Sounds nice. So I mentally added that to my 'to-do' list and moved on to the next riveting piece of reading material beside my bed. My giant stack of Good Housekeeping magazines where I came across an article by Betsy Rapoport titled, "How to stop beating yourself up, putting yourself down, and selling yourself short." One line was larger than the rest and written in bright purple font and it said, "Imagine snapping a rubber band around your wrist every time you put yourself down."

And that's when God took over and connected a few dots for me. What if I combined those two philosophies?

For the past few days, I've been mentally wearing a bright red rubber band around my wrist that says, "I will pray." Every time I find myself on my self-destructive train, no matter how far down the tracks I've gone, I 'look' at that bright red band, give it a hard snap, and immediately talk to my Savior.

"Remember that time I hurt that person when I".....*SNAP*......"Thank you Father, that you alone can forgive the unforgivable."

"I can't believe I made such foolish choices when".....*SNAP*....."Thank you Father, for never giving up on me."

"I did it again. I'm so stupid"......*SNAP*....."Thank you Father for creating me and for being a God who doesn't create mistakes."

"I'm unlovable".....*SNAP*.....(Singing) "Jesus loves me, this I know......"

It's still a pretty new practice for me and the muscle it requires is weak. But so far, it seems to be working. My goal is two-fold:

1. I want to pray without ceasing.
2. I want to stop being a willing passenger on Satan's train of self-destruction.

Enough is enough. I screw up. I have regrets.

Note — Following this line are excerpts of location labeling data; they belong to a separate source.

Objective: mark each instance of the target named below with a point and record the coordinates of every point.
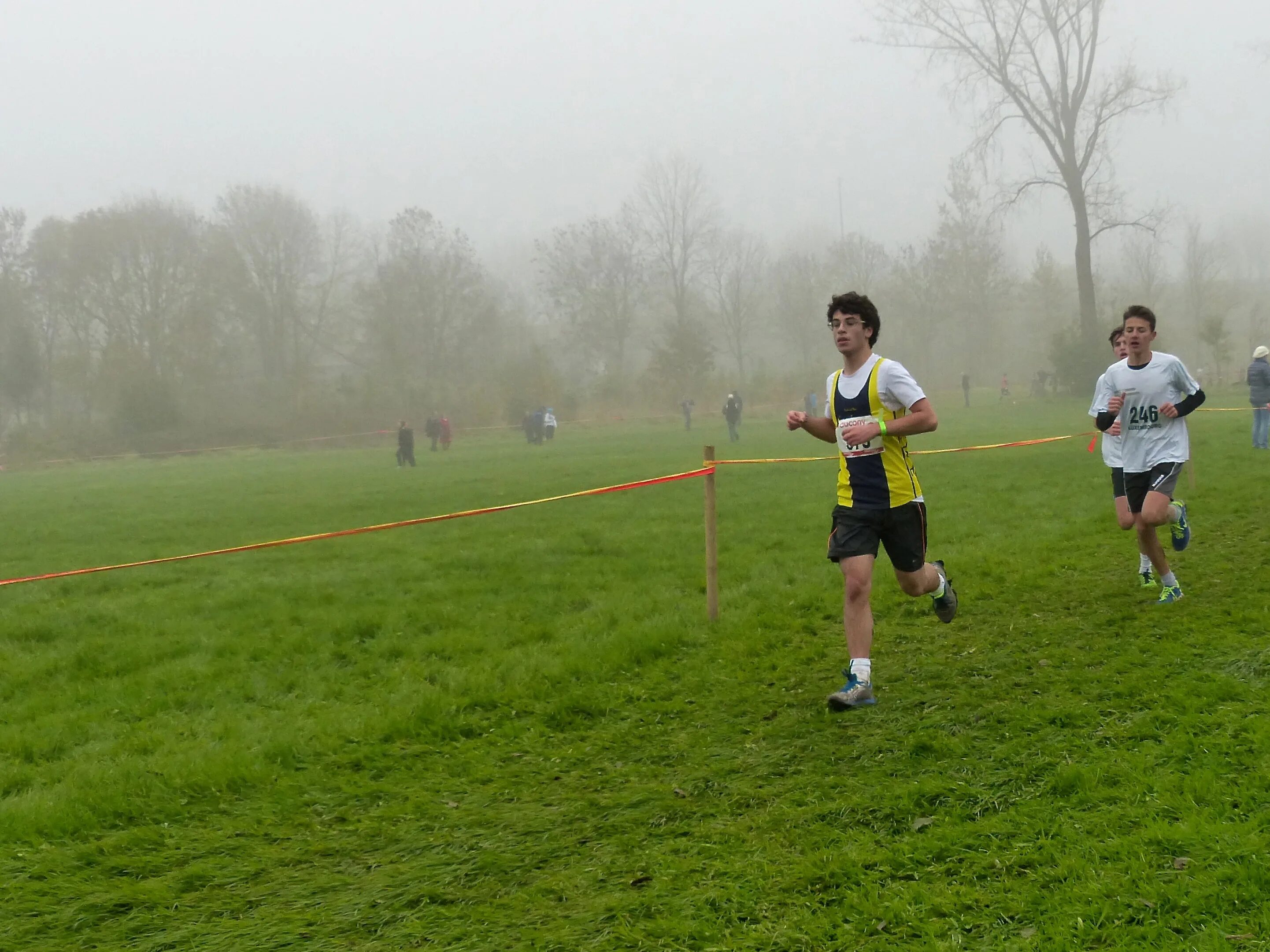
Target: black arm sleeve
(1190, 403)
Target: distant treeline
(148, 324)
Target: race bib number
(852, 452)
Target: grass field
(518, 731)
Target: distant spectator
(432, 431)
(406, 445)
(1259, 394)
(732, 414)
(686, 406)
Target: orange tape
(255, 546)
(211, 450)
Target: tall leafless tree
(678, 218)
(595, 275)
(1034, 64)
(736, 278)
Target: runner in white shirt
(873, 406)
(1112, 458)
(1150, 394)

I'm a sinner. But I was obviously important enough to God that he sent His own Son, Jesus Christ to die for me. How dare I diminish that sacrifice by allowing Satan any say in how I see myself?

"Nobody is going to read this. People come here to laugh, not to read some lame attempt at".....*SNAP*....."If this helps even one person, Father, thank you for using my fingers to say it."

1 comment:

  1. Amen! This was such an inspiration. The Lord used you today :) My hope is He uses me in the same way my friend.